Het bevoegd gezag kan door middel van een omgevingsvergunning afwijken van het bepaalde in 5.3.1 voor werkzaamheden ten behoeve van infrastructurele maatregelen in de bodem tot een diepte van maximaal 1,50 meter onder peil onder de voorwaarden dat:

  • a. de waterhuishouding niet wordt verstoord;
  • b. maatregelen worden getroffen ter voorkoming van risico’s voor de volksgezondheid;
  • c. het belang van de boringvrije zone niet onevenredig wordt aangetast.
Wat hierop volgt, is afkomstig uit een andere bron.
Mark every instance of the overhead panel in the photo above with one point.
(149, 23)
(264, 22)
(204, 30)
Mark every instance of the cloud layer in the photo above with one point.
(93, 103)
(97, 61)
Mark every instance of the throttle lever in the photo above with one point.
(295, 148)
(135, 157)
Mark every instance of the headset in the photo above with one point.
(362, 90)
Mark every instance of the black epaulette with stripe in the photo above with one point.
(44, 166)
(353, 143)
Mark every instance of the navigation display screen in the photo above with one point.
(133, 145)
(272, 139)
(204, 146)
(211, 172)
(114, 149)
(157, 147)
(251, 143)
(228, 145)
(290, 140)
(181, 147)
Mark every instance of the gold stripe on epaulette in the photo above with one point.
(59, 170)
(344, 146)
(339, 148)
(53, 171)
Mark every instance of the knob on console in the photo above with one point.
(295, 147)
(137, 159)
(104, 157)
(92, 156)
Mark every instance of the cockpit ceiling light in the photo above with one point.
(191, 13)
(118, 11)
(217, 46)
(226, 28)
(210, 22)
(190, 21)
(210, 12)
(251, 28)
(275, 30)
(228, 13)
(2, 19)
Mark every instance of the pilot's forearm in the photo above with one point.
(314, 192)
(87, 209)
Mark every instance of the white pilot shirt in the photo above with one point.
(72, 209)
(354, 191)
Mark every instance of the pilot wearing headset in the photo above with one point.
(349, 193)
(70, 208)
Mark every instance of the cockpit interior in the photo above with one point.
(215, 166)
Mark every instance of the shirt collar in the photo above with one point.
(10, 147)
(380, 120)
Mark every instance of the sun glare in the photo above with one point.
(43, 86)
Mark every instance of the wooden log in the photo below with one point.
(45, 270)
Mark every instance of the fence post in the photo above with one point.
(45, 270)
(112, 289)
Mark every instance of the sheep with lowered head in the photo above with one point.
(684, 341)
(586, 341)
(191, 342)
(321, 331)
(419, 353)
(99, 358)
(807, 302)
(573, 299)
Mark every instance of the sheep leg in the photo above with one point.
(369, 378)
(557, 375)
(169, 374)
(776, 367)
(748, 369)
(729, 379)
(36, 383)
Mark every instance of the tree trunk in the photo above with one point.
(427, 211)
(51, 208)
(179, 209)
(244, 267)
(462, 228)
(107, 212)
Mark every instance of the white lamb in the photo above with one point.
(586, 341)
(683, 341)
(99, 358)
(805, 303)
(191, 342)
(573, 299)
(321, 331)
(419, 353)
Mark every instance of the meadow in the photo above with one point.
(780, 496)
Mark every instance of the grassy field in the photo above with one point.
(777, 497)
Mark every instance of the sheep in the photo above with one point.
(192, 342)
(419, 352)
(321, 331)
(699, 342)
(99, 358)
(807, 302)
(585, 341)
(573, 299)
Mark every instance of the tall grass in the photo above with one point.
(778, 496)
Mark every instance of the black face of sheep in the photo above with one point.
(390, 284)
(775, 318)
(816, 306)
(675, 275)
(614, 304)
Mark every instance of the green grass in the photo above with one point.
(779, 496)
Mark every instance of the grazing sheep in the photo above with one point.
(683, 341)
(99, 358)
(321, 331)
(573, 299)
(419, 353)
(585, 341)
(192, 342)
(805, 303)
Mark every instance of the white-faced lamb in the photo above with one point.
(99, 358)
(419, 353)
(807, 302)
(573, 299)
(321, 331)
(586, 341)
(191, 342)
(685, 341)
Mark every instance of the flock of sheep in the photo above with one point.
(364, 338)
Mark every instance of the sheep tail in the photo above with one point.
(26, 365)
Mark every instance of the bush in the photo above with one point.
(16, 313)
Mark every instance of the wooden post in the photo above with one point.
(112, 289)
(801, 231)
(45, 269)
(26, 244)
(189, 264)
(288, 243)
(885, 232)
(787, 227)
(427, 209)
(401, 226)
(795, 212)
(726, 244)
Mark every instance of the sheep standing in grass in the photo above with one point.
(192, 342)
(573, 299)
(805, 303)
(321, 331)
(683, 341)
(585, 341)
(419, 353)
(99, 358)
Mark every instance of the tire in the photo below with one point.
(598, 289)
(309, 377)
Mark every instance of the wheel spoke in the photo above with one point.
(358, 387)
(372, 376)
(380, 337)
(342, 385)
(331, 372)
5.4.2 Uitoefening van bedrijf en/of beroep aan huis

Het bevoegd gezag kan door middel van een omgevingsvergunning afwijken van het bepaalde in 5.3.2a voor de uitoefening van een bedrijf en/of beroep aan huis mits:

  • a. de woonfunctie van het perceel daarbij gehandhaafd blijft;
  • b. de bebouwing blijft voldoen aan de inrichtingseisen van de woning zoals gesteld in de bouwverordening en het bouwbesluit;
  • c. geen gebruik plaatsvindt dat vergunnings- of meldingsplichtig is ingevolge de Wet milieubeheer (danwel een AMvB op grond van deze wet) zoals deze van kracht is op het tijdstip van terinzagelegging van het ontwerp-bestemmingsplan, tenzij voldoende vaststaat dat de vestiging van de activiteiten geen overwegende bezwaren van milieuhygiënische aard zal oproepen, gelet op de ligging, bedrijfsvoering en omvang van het bedrijf ten opzichte van de belendende woonbebouwing;
  • d. geen detailhandel plaatsvindt, uitgezonderd een beperkte verkoop van goederen die ter plaatse in verband met het 'bedrijf aan huis' zijn vervaardigd:
  • e. verkoop en opslag van motorbrandstoffen en horeca-activiteiten zijn niet toegestaan;
  • f. het niet betreft zodanig verkeersaantrekkende activiteiten, dat extra maatregelen, waaronder extra parkeervoorzieningen, noodzakelijk zijn;
  • g. het niet betreft activiteiten die in de regel in winkelpanden worden uitgeoefend, zoals kappersbedrijf en videotheek;
  • h. een bedrijf aan huis in een woning uitsluitend wordt gevestigd door de bewoner van het hoofdgebouw.

5.5 Wijzigingsbevoegdheid

Burgemeester en wethouders zijn bevoegd om het plan te wijzigen met betrekking tot het bepaalde in 5.1 juncto 5.3.1 teneinde vrijstaande woningen toe te staan, in die zin dat niet voldaan hoeft te worden aan de in voornoemd artikel genoemde voorwaarden, met dien verstande dat:

  • a. middels een bodemonderzoek voor het gehele perceel waarop de vrijstaande woning gerealiseerd zal worden, aangetoond dient te worden dat er geen milieuhygiënische belemmeringen bestaan voor de volksgezondheid, dan wel er aangetoond dient te worden dat er aanvullende maatregelen genomen zullen worden welke de volksgezondheid ter plaatse in voldoende mate beschermen. Of er al dan niet sprake is van een voldoende bescherming van de volksgezondheid ter plaatse, zal bepaald worden door Gedeputeerde Staten van Noord-Brabant;
  • b. men blijft voldoen aan de regels uit artikel 5, alsmede overige van toepassing zijnde wet- en regelgeving, waaronder het Bouwbesluit en de bouwverordening;
  • c. het belang van de boringvrije zone niet onevenredig wordt aangetast.